The more you can do to preserve the life of your boat, motor and trailer,
the more happy boating days you will have left.
and not sitting in the driveway addressing corrosion issues when you could be boating.

Jus my Dos Centavos

Didn't flush once,family raised hell bout the smell..................oh wait ,you're talk about an out board :LOL2:

in both cases...........always flush
I've changed water pumps on several motors that are exclusively saltwater use, with no chance for flushing (Kickers, dinghies) The large majority of the lower is usually in good shape. However, the area directly under the waterpump, right at the driveshaft seal, is usually heavily corroded. This is one of the areas that doesn't tend to drain on it's own.

Also without flushing, there tends to be a significant amount of corrosion and salt build up in the cooling channels around the cylinders.

If you have the ability, I would suggest you flush as often as possible. If not, keep an eye on your cylinder temps every once in a while.
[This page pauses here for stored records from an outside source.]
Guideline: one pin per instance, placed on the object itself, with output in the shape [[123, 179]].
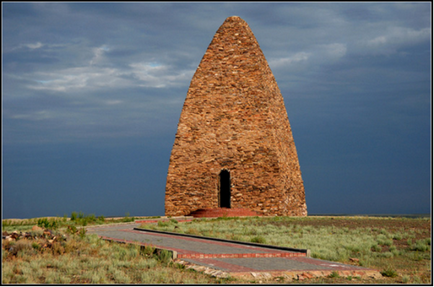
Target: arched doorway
[[225, 189]]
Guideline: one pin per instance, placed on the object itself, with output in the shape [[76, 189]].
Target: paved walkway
[[226, 257]]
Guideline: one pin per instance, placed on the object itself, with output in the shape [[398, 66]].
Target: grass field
[[399, 247]]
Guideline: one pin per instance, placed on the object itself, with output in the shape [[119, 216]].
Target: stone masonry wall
[[234, 118]]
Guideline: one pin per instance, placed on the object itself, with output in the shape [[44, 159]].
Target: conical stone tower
[[234, 146]]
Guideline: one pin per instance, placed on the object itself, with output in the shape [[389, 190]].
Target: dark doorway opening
[[225, 189]]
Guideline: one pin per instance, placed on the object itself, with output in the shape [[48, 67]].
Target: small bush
[[258, 239], [397, 236], [334, 274], [389, 273], [163, 223]]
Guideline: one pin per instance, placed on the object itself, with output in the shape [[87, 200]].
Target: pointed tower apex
[[234, 147]]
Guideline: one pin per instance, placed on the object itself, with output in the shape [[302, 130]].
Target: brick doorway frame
[[225, 189]]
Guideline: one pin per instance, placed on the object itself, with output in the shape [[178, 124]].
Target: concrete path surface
[[222, 258]]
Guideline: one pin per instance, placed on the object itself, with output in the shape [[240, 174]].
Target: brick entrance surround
[[220, 212]]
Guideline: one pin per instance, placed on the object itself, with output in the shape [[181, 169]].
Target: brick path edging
[[305, 251]]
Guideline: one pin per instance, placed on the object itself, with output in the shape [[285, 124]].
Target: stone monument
[[234, 147]]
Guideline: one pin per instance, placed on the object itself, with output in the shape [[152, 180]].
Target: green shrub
[[397, 236], [163, 223], [334, 274], [389, 273]]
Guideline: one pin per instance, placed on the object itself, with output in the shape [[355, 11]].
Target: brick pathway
[[225, 257]]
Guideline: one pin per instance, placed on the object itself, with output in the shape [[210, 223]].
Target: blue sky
[[92, 94]]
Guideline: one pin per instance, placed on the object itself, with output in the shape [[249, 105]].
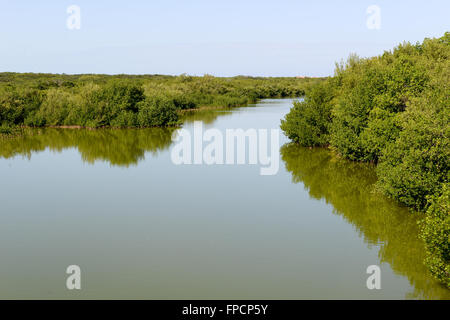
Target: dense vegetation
[[93, 101], [393, 110], [349, 187]]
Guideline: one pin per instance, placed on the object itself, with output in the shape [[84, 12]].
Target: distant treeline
[[39, 100], [393, 110]]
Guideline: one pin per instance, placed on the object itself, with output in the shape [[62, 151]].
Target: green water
[[140, 227]]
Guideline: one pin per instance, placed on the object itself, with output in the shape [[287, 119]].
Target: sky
[[197, 37]]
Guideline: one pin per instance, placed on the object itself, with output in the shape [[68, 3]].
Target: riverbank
[[93, 101], [392, 110]]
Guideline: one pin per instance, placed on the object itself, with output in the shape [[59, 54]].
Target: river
[[140, 227]]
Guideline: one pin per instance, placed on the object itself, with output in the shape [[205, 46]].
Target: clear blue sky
[[222, 38]]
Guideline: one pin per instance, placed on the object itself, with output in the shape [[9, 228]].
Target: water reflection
[[123, 147], [349, 188]]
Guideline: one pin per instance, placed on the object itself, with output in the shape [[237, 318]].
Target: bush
[[157, 112], [308, 121]]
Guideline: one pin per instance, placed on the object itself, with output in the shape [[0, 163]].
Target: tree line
[[393, 110], [39, 100]]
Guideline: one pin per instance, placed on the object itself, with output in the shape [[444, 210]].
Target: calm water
[[112, 202]]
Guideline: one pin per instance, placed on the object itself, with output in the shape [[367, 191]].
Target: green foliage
[[128, 101], [308, 122], [157, 112], [393, 110]]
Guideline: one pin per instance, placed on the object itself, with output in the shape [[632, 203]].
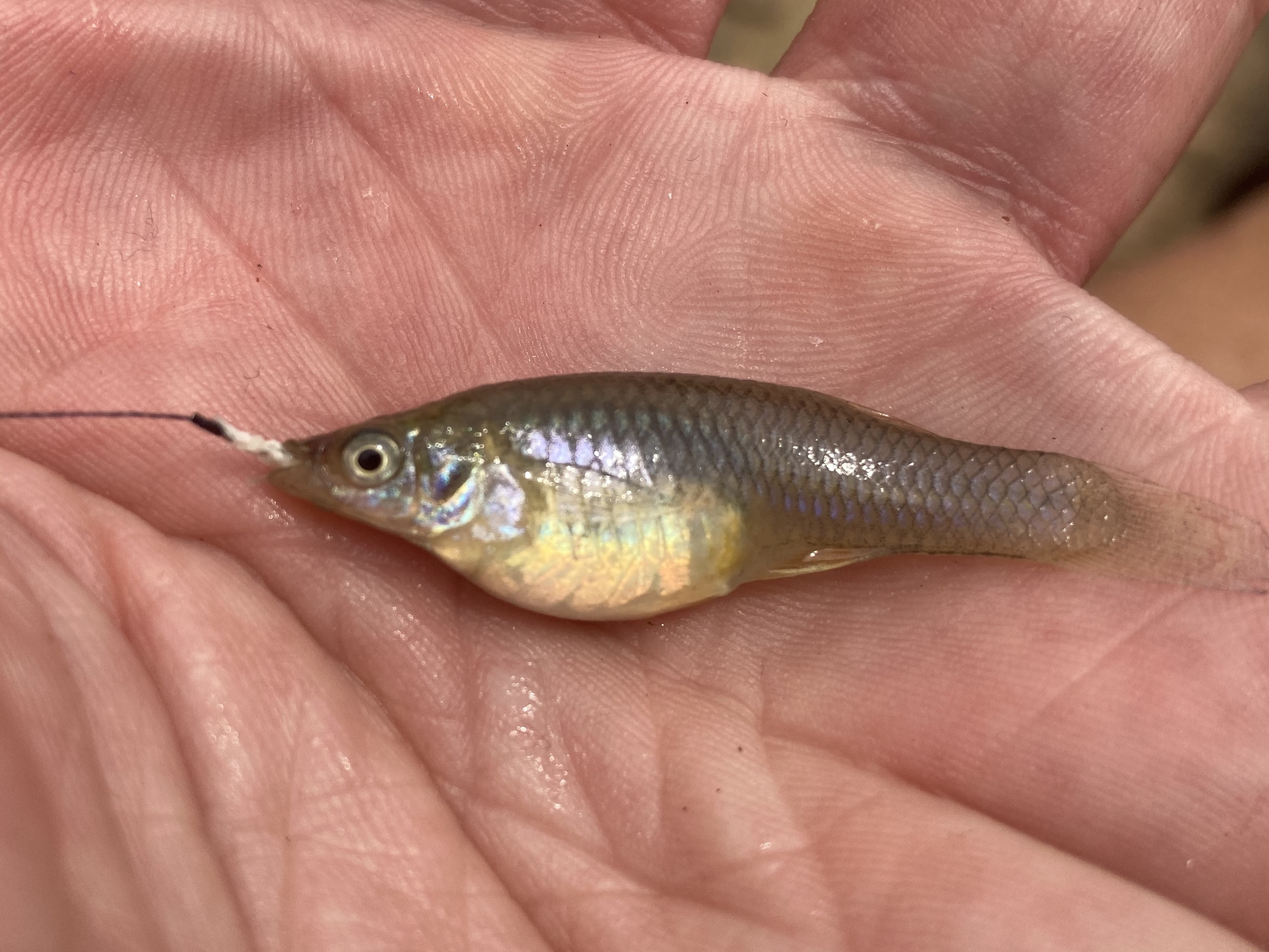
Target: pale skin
[[230, 721]]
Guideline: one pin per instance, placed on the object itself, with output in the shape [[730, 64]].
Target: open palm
[[231, 721]]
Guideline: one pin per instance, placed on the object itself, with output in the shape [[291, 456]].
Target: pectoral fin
[[821, 560]]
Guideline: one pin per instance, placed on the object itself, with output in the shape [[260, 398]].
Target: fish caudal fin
[[1177, 538]]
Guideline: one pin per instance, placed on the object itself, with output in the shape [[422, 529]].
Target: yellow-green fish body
[[622, 496]]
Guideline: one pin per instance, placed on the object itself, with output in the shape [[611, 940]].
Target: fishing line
[[271, 451]]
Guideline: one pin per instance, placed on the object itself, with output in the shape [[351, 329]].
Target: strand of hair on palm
[[271, 451], [215, 427]]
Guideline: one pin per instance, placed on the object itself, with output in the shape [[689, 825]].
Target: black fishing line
[[215, 427]]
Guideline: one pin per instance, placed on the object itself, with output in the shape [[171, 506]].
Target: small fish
[[623, 496]]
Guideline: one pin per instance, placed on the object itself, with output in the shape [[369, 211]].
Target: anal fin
[[821, 560]]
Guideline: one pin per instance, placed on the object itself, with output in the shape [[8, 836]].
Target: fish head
[[422, 479]]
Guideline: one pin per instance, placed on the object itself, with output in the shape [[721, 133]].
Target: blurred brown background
[[1193, 270]]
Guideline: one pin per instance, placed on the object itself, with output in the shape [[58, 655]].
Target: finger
[[1068, 113], [1207, 298], [679, 26], [1258, 395]]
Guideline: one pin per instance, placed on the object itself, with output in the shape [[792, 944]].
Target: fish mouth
[[301, 477]]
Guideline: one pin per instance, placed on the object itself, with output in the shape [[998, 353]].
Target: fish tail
[[1177, 538]]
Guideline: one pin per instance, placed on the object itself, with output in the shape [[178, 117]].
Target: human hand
[[231, 721]]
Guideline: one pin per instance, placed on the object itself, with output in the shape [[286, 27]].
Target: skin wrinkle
[[287, 301], [1002, 742], [1030, 215], [438, 241], [119, 837], [891, 777]]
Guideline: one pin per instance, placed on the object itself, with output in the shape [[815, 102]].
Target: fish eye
[[372, 458]]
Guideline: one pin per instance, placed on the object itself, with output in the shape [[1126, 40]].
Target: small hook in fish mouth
[[271, 451]]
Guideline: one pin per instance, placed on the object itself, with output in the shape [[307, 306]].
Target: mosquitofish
[[623, 496]]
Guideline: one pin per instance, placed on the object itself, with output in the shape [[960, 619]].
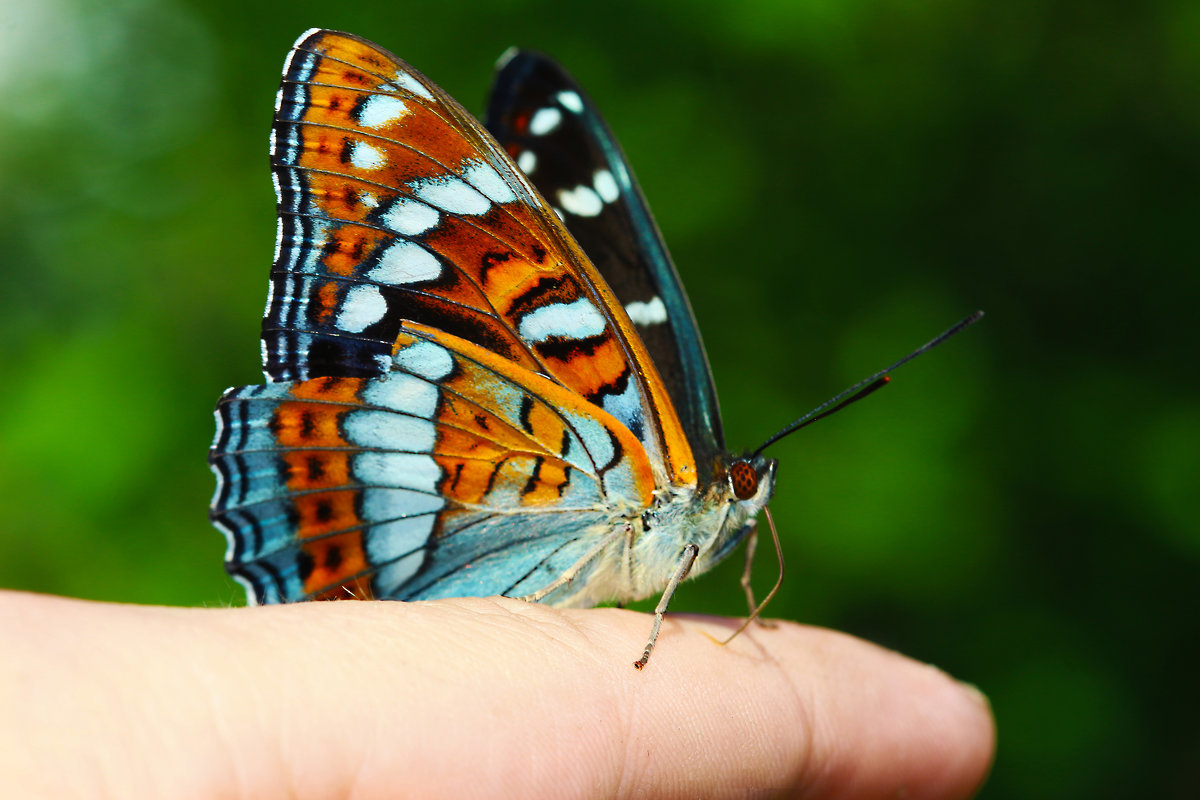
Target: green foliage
[[838, 181]]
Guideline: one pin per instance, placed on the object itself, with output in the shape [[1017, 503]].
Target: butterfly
[[483, 373]]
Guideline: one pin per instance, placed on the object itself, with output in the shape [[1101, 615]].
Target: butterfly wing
[[553, 131], [396, 205], [456, 474]]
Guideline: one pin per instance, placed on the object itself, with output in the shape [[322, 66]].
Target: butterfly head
[[742, 487]]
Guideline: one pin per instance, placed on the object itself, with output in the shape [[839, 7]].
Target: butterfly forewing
[[395, 205], [552, 130]]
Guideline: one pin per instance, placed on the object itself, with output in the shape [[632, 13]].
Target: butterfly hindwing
[[556, 134], [457, 473], [395, 205]]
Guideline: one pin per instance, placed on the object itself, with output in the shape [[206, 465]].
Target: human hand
[[460, 698]]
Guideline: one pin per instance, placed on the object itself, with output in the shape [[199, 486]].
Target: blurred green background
[[838, 181]]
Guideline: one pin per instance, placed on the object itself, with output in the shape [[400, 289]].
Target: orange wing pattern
[[484, 480], [395, 205]]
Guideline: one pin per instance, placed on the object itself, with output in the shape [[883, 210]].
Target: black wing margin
[[550, 127]]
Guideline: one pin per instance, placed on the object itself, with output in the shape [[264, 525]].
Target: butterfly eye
[[744, 480]]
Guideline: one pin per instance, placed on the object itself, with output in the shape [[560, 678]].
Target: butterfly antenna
[[868, 385]]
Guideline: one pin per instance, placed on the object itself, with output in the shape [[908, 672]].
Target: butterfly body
[[459, 401]]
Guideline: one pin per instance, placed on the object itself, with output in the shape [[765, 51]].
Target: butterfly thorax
[[714, 516]]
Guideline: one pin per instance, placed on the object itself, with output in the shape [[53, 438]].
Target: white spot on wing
[[451, 194], [527, 161], [403, 392], [415, 471], [381, 110], [363, 307], [652, 312], [412, 84], [372, 428], [489, 181], [365, 156], [425, 360], [625, 407], [581, 200], [397, 548], [411, 217], [406, 262], [545, 120], [570, 101], [605, 186], [574, 320]]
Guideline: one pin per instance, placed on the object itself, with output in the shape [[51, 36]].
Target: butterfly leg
[[751, 546], [681, 572]]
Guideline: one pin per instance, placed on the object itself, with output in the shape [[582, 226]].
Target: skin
[[465, 698]]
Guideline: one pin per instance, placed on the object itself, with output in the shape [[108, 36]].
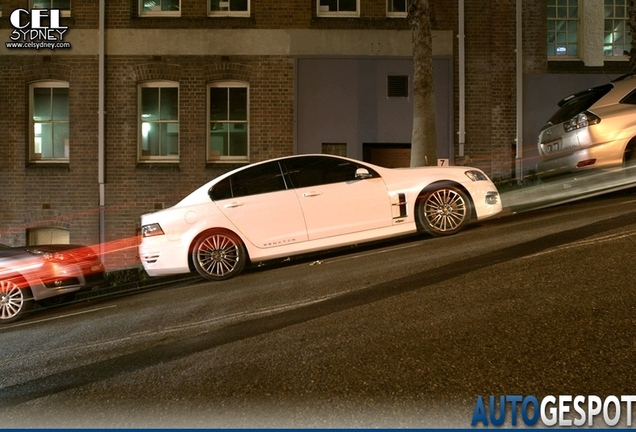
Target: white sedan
[[307, 203]]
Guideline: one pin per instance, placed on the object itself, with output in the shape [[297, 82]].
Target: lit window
[[397, 8], [63, 5], [49, 120], [617, 39], [229, 8], [159, 121], [563, 29], [47, 235], [344, 8], [228, 127], [160, 8]]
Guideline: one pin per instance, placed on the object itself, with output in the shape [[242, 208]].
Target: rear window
[[577, 103]]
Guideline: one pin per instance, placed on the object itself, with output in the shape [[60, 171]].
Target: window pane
[[218, 140], [169, 139], [256, 180], [329, 5], [43, 139], [218, 103], [238, 103], [41, 104], [348, 5], [60, 104], [149, 103], [238, 5], [397, 6], [149, 139], [169, 104], [238, 139], [60, 140], [61, 4]]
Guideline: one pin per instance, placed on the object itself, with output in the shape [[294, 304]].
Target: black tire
[[15, 300], [444, 210], [218, 255]]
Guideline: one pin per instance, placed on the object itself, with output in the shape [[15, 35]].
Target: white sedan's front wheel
[[444, 210], [218, 255], [15, 301]]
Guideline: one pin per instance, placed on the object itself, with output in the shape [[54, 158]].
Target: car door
[[334, 202], [257, 201]]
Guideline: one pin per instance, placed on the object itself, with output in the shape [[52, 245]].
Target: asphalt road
[[402, 334]]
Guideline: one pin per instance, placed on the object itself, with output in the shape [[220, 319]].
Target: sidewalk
[[565, 189]]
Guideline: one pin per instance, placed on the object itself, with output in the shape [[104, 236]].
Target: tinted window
[[630, 98], [578, 103], [316, 170], [258, 179]]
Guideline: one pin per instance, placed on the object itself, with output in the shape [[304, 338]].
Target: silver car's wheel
[[443, 211], [218, 255], [14, 301]]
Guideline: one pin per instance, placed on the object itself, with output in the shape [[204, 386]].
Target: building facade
[[126, 106]]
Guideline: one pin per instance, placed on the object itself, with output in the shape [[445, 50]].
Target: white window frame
[[149, 158], [392, 14], [212, 158], [568, 22], [34, 154], [625, 32], [63, 12], [229, 13], [47, 235], [159, 12], [321, 12]]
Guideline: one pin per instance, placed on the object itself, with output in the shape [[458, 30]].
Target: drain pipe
[[462, 81], [519, 58], [100, 129]]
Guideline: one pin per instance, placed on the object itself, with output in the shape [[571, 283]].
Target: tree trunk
[[424, 137]]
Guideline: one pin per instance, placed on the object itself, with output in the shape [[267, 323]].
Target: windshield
[[577, 103]]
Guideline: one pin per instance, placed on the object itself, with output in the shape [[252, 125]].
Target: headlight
[[151, 230], [475, 175], [492, 198]]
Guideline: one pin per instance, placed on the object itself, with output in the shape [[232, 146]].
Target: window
[[49, 118], [46, 235], [562, 35], [616, 36], [345, 8], [63, 5], [255, 180], [159, 121], [228, 128], [307, 171], [336, 149], [397, 8], [229, 8], [160, 8]]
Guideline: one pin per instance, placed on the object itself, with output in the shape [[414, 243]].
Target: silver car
[[593, 129], [44, 274]]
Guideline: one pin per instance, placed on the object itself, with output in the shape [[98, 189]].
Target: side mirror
[[362, 173]]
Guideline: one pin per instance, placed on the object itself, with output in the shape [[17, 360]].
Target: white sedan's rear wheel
[[444, 211], [15, 301], [219, 255]]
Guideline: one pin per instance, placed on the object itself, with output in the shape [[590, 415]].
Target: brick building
[[144, 101]]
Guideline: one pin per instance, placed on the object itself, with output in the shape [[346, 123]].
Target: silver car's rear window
[[577, 103]]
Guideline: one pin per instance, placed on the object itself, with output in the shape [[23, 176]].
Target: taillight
[[581, 120]]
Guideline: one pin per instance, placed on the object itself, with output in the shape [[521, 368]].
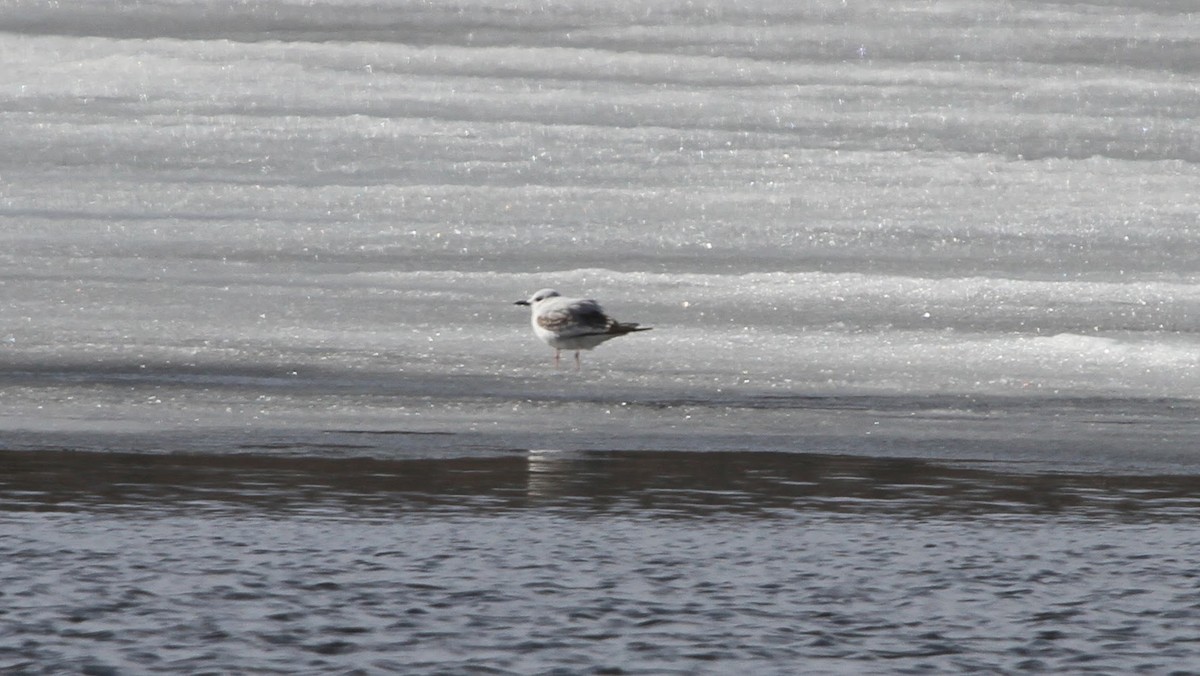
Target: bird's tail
[[622, 329]]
If they start getting too high, you will need to consider pulling the head gasket and doing a deep clean.
As kofkorn mentioned, I have also noticed that the only part of the lower unit that really seems to suffer the effects of saltwater is the driveshaft seal where it goes into the lower unit.

I dredge with my outboard, (since the corps of engineers isn't going to clear my channel for me, I do it myself) so, I replace the impeller and housing as a set, as the sand usually wears out both of them, the housing is always gouged up pretty bad. But as long as the tell-tale is showing a steady stream of water it's generally OK. But if your outboard gets used like mine, it's a good idea to flush as often as you can, and change parts as needed.
My first boat was a Zodiac with a 50 HP Johnson, 1970's era. Bought it used from a dealer. When I did the test run, as he was setting it up, he grumbled it (boat & motor) had been on a trip to Baja and was wondering if the guys using it had flushed it out.

Yeah, right! Shortly after taking possession I noticed poor flow through the tell-tale. Poked a wire in and hit something. Pulled the water jacket and found it was packed with salt and half eaten through with corrosion. This presumably from a 1 week Baja trip (although now I wonder if it had ever been flushed).

I should have taken it back and demanded either repair or new motor. However, I just got a new water jacket, fixed it and moved on.

Anyways, now, 40 years later, it is flush, flush, flush. I also run some SaltAway through frequently.